Anatsui studied art at the University of Science and
Technology in Ghana in the ’60s, an education that focused its attention
on Western art. The study left him hungry for the signs and symbols of
Africa, he says.

“Toward
the end of the course some of us develop a hunger for, just like in the
Western [movies] you see people go to museums to study the works of
past masters and all these things, some of us developed a hunger to know
something about what our own art heritage was, and went to the cultural
center, which happened to be in the same town as the university, and
came about a body of signs and kind of writing symbols which had
meaning,” he says. It was clear that the artists were grappling with the
abstract concepts that confront humans anywhere — concepts of the soul,
the omnipotence of God.

“It was very revelatory to
me because at the time I came upon this we had just dealt with the
Renaissance in Europe and you know the emphasis in the Renaissance was
on verisimilitude, that’s truthfulness to what the eyes see, and here
was I faced with a people who were doing something with
the brain in mind — these were artists which had the brain in mind and
not only the eyes,” Anatsui says.

The
exhibit, a 40-year retrospective, shows Anatsui rotating through
various materials as they became available — wood, ceramic, metal, found
objects, paints and ink.

“When
I left art school one of the decisions that I unconsciously made was
that I should be able to find media in my own environment to work with
and not continue to work with the traditional media,” he says.

As
he moved around the world for things like a residency abroad or to take
a teaching position at a university in Nigeria, his materials changed.

He
painted, when paint and canvas was to be had. He worked with wood,
employing a chainsaw when he was at a residency in Massachusetts. In
Ghana, at the beginning of his career, he picked up the wooden trays
African women used to display their goods in the market and burned
designs into them with a fire iron used to brand cattle.

He
made “Devotees” in 1987 by using drill bits to put eyes and gaping
mouths into discarded yam pounders and clustering a dozen of them
together. It’s an effective piece in making a statement about the
slack-jawed enthusiasm of certain religious practitioners. In 1996,
while at a residency in the Netherlands, he collected pieces of
driftwood and fixed them to one another to make long, lean bodies topped
with blockish heads. “Akua’s Surviving Children” is every bit as
haunting and lost as “Devotees” is stinging.

“Rather than recounting
history,” a quote from Anatsui painted on the gallery wall reads, “my
art is telling about what history has provoked.”

A
series of pottery contemplates the re-use of broken pots; his misshapen
vessels are meant to encourage contemplation of the way a broken pot
often gets pulverized into pieces that can be reworked into clay to make
new pots.

“Stressed World” | Photo by Elizabeth Miller

It’s easy
to let his work with bottle caps overshadow everything else. They’re
flattened and arranged to create patterns of colors that invoke more
traditional African art.

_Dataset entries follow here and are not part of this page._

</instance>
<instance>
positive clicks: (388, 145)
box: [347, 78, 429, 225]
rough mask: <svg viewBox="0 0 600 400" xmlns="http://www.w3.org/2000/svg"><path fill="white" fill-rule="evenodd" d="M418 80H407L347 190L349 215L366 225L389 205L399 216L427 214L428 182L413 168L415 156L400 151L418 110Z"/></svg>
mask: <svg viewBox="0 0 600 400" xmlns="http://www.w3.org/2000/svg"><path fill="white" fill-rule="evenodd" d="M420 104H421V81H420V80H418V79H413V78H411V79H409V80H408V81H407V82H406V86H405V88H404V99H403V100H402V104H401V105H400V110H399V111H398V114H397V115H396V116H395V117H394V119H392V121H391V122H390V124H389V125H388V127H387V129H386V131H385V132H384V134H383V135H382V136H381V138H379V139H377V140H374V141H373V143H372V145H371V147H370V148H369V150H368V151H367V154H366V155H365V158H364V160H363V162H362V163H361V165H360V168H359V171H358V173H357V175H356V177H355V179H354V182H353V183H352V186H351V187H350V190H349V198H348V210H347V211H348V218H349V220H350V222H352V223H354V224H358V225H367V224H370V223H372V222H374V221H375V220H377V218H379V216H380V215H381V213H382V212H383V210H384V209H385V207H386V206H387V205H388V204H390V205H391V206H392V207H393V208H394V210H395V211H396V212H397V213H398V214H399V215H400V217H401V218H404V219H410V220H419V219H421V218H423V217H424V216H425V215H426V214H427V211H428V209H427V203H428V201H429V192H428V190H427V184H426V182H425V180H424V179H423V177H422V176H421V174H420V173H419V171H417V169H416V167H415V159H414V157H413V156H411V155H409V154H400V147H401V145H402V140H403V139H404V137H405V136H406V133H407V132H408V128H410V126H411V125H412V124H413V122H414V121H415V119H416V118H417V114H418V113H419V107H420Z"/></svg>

Brilliant lights shine through the holes in
“Rain has no father?” “Stressed World,” a recent piece, is a cloud of
red and yellow around a mesh of plastic from the necks of bottles, the
attachment for all those caps. It’s mostly see-through, and stretches up
a tall, narrow window in the back corner of the gallery. The light is
transcendent. The bottle caps look like anything but junk.

“I
don’t see what I do as recycling; I transform the caps into something
else,” another Anatsui quote on the wall reads. “Art grows out of each
particular situation, and I believe that artists are better off working
with whatever their environment throws up.”